DIPLOMATIE. Interview mit Anatoliy Torkunov.

Der neue Primat der Außenpolitik


Interview mit dem Rektor der Staatlichen Universität Moskau für internationale Beziehungen (MGIMO) und Mitglied des leitenden Rates des Außenministeriums der Russischen Föderation.


von Pierluca Azzaro


Auf Initiative der „Vereinigung Sofia Idee Rußland Idee Europa“ und der Staatlichen Universität für internationale Beziehungen – Außenministerium Moskau (MGIMO), fand vom 15. bis 17. April in Rom an der Botschaft der Russischen Föderation die Konferenz „Sapientia und Scientia. Die Person und die Menschenrechte“ statt. „Diese Konferenz gibt auch einen Vorgeschmack auf das internationale Forum ‚Ad Fontes: An den Quellen der Einheit Europas.
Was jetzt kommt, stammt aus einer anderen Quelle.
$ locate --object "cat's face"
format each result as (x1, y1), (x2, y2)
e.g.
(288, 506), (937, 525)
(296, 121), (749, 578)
Athen, Jerusalem, Rom, Byzanz‘, die kommenden November in Moskau stattfinden wird, anläßlich des 60. Jahrestages der Gründung der MGIMO-Universität,“ betonte Botschafter Alexej Meshkov. Bei der Konferenz in Rom war auch Professor Anatoliy Torkunov anwesend, Rector Magnificus der MGIMO und Mitglied des leitenden Rates des Außenministeriums der Russischen Föderation. Gerade zurück von einer Mission in China und vor Beginn einer ihm von seinem Land übertragenen UNO-Mission, war Rektor Torkunov bereit, 30Tage von dieser Initiative und deren Aktualität berichten.

Anatoliy Torkunov, rechts, beglückwünscht den ägyptischen Präsidenten Hosni Mubarak zum Erhalt des Ehrendoktortitels (29. Mai 2004).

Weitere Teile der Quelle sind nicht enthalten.